A military prosecutor indicted 45 people related to attacks on policemen and a KFC restaurant during Sept. 14 protests that killed one person in the northern city of Tripoli. Judiciary officials said a third of the accused have been detained and at least some face sentences of life in prison, if convicted. They are accused of attacking policemen, damaging security vehicles and burning a restaurant.
More than 5,000 Sri Lankan Muslims marched through the nation's capital to demand the U.S. ban the anti-Islam and punish its creators. The protesters blocked traffic as they marched on a main road in Colombo, carrying signs and banners that read "USA ban the film on YouTube," '' Punishment for those involved," and "Our hearts are wounded and chests full of anger." Protesters also displayed banners that called for boycotting American brands such as Coca-Cola and McDonald's.
Hundreds of protesters marched peacefully through the streets of the northern city of Kaduna, leaving behind graffiti on walls reading: "Death to the Americans, death to the Israelites." It's the latest in a series of demonstrations against the film in Nigeria, which is largely split between a Christian south and a Muslim north.
The government distanced itself from an offer by one of its Cabinet ministers to pay $100,000 for anyone who kills the maker of the anti-Islam film. Pakistan's Foreign Office said the offer by Railways Minister Ghulam Ahmad Bilour does not represent official government policy. Bilour belongs to the secular Awami National Party, an ally in the government of President Asif Ali Zardari. Bilour said Saturday that he would pay the bounty out of his own pocket and appealed to al-Qaida and Taliban militants to contribute to what he called the "noble cause" of eliminating the filmmaker.
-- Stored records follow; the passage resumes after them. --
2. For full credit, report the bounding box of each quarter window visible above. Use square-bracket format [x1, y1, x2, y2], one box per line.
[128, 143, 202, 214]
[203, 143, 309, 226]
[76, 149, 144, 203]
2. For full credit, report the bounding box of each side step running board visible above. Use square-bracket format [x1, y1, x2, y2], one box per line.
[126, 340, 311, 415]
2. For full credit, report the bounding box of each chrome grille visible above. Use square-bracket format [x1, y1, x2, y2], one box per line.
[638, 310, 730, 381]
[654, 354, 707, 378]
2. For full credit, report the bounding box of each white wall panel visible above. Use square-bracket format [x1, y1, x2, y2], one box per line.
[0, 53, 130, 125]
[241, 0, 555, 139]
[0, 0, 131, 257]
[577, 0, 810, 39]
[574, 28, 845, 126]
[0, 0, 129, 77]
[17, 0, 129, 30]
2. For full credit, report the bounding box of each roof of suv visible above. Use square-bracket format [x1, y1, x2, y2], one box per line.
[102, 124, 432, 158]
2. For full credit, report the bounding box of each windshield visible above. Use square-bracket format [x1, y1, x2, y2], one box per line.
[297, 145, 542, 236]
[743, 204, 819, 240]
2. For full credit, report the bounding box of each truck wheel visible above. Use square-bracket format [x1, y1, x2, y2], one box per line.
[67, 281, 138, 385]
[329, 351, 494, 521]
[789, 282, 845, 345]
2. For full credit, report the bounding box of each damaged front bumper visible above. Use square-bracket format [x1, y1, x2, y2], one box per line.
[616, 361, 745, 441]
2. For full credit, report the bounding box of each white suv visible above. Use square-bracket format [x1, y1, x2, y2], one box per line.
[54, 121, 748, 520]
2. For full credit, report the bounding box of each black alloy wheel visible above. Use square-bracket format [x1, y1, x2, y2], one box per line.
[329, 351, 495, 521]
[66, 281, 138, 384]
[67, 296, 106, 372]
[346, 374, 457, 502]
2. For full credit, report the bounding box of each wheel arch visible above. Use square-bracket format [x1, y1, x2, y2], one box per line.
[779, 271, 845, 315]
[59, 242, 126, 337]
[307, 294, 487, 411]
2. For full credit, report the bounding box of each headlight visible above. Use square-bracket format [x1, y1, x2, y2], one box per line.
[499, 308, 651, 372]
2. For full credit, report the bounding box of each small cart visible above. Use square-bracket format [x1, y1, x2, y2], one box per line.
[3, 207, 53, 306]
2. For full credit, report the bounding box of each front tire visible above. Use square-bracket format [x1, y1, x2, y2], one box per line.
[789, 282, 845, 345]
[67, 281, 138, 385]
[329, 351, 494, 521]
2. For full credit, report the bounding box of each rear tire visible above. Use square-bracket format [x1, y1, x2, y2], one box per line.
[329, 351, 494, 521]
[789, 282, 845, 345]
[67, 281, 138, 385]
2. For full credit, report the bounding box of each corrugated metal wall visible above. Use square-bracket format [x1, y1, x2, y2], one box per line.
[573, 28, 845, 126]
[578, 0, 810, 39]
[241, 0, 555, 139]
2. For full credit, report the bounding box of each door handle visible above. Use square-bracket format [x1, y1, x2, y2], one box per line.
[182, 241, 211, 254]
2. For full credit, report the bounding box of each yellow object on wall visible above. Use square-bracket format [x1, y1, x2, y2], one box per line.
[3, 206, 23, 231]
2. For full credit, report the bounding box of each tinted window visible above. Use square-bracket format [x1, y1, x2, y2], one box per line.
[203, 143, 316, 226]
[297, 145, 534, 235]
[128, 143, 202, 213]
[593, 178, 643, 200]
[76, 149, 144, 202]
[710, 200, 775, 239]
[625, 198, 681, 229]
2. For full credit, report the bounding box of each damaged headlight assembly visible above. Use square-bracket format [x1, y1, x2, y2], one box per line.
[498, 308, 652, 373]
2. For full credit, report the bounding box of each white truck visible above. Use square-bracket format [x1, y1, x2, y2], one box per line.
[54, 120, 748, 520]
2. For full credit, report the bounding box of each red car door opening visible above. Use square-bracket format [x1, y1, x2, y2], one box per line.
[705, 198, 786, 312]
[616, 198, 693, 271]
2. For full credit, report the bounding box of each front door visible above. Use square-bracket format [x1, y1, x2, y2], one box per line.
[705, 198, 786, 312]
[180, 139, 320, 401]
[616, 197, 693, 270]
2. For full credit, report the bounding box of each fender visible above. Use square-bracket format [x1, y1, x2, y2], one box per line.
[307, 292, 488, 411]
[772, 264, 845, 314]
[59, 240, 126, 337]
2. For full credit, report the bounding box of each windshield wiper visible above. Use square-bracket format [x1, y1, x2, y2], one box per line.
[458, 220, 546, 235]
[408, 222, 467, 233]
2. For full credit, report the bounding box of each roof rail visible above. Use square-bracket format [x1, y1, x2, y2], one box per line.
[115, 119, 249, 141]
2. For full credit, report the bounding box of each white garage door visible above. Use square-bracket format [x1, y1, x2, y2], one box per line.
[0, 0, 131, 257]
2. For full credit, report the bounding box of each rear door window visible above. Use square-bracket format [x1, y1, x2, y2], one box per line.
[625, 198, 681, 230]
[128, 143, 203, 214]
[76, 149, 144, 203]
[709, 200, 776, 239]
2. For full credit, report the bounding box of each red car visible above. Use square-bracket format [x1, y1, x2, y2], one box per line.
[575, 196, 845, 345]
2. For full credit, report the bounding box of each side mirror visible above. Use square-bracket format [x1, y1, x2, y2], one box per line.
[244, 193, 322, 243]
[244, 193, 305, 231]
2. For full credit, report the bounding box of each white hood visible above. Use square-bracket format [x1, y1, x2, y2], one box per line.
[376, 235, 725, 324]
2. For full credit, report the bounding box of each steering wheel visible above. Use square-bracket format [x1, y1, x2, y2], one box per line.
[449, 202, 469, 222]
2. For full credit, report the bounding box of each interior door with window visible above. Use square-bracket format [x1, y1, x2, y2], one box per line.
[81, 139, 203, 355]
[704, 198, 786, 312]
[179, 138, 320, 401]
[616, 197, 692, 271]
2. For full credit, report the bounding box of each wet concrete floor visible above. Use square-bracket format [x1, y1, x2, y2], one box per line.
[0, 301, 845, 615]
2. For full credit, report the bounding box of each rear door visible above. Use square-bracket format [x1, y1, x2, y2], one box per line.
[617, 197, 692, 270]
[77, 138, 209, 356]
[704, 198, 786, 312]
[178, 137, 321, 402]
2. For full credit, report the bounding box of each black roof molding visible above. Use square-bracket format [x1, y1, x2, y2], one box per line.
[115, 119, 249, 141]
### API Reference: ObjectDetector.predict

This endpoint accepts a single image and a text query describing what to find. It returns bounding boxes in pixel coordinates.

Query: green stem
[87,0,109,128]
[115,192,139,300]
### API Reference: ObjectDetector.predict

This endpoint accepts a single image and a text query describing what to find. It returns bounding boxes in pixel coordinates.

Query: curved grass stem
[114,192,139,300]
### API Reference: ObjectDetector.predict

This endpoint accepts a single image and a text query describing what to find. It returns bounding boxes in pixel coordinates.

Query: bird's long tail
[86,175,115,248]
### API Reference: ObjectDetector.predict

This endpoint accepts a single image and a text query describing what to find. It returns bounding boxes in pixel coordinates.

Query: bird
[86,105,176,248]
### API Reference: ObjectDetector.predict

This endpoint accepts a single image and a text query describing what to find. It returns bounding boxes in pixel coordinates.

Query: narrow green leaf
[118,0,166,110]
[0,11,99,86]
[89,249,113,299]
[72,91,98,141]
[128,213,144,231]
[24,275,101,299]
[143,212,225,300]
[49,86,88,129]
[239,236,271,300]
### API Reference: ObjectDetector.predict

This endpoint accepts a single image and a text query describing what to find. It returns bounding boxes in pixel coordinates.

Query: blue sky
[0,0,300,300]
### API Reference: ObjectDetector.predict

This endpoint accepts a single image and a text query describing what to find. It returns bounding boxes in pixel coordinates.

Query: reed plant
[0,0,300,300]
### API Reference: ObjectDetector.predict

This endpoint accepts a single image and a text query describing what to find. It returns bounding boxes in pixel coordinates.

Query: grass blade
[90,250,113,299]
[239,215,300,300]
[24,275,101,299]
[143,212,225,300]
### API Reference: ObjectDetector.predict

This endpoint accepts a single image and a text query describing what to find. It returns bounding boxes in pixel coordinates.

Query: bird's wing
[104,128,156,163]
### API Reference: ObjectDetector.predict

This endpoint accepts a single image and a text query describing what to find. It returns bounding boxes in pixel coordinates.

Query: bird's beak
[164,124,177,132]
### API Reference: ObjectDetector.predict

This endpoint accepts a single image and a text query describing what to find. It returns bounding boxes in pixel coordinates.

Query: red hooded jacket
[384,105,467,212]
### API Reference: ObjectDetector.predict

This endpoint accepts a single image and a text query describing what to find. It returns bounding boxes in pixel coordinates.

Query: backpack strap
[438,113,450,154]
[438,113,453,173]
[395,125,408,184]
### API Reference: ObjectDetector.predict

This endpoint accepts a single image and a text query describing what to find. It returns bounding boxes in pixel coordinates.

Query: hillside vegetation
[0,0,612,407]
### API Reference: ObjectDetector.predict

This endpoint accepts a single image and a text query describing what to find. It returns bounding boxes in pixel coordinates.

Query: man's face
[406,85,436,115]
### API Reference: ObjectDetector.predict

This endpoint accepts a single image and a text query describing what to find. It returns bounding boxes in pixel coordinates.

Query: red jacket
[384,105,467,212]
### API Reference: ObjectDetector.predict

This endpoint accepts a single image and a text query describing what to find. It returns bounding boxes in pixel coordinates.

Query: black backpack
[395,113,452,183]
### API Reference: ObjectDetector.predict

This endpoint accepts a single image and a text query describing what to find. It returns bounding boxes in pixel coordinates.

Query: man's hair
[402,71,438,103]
Citing a lack of evidence, an appeals court acquitted three men accused of plotting to murder a Swedish artist who had depicted the Prophet Muhammad as a dog. Judges in Goteborg ruled that the three men of Iraqi and Somali origin may have been prepared to use violence against Lars Vilks in September 2011 but found no concrete proof that they planned to kill him. The men were carrying knives when they were arrested after inquiring about Vilks at an art exhibition where he had been expected to appear but did not do so.